Searching for hope in future

Searching for hope in future

Belle Spirale’s dance double-bill, Universus, is at the Vancouver Playhouse March 21-22, as part of the Chutzpah! Plus Spring Edition. (photo © Michael Slobodian)

“As I think many of us are right now, I am feeling sense of trepidation, endangerment and uncertainty about the future that I have honestly never felt before in this way. My faith in the future and humanity’s ability to call in a future that I want (for myself and also for future generations) has been shaken to the core,” Alexis Fletcher told the Independent. “And yet, my spirit knows that hope, togetherness, connection – they are all necessary. Indeed, they are what propel the world, evolution, the cosmos and each other forward. Everything and Nothing asks what hope and resiliency mean to me – as a woman, as an artist, as a citizen – at this moment in history.”

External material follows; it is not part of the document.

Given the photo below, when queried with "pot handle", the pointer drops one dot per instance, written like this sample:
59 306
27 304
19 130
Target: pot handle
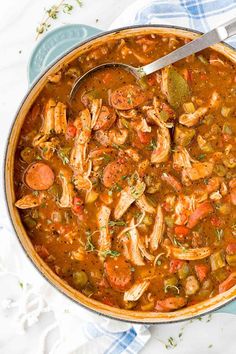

Fletcher is co-director with Sylvain Senez of Belle Spirale Dance Projects. Their March 21-22, 8 p.m., Chutzpah! Festival dance double-bill at the Vancouver Playhouse, called Universus, also features Fernando Hernando Magadan’s Statera.

The title of Belle Spirale’s Everything and Nothing comes from a poem Fletcher wrote several years ago, “exploring the idea that we are at once both the entire universe and a tiny speck of almost nothingness within the vastness of that universe. That we are both ‘everything and nothing in the same split-instant,’” she said.

Acknowledging that this was a broad place from which to start, she and the dancers asked themselves, “Who are the leaders of the future that we actually want? How can we create an imagination-based, artistic response to these important questions and feelings? I see so many qualities of this leadership in each and every person who is making Universus with us,” said Fletcher. “I have been curious about what the archetypes, or the energetic qualities, these future leaders would embody, and how could they usher the world forward into a new and more hopeful paradigm.”

To explore these questions, Fletcher came to the studio with “movement phrases,” she said. “The dancers then took these movements and made new sequences which combined the original phrases with their own responses to the text, images and perceptions about the subject matter.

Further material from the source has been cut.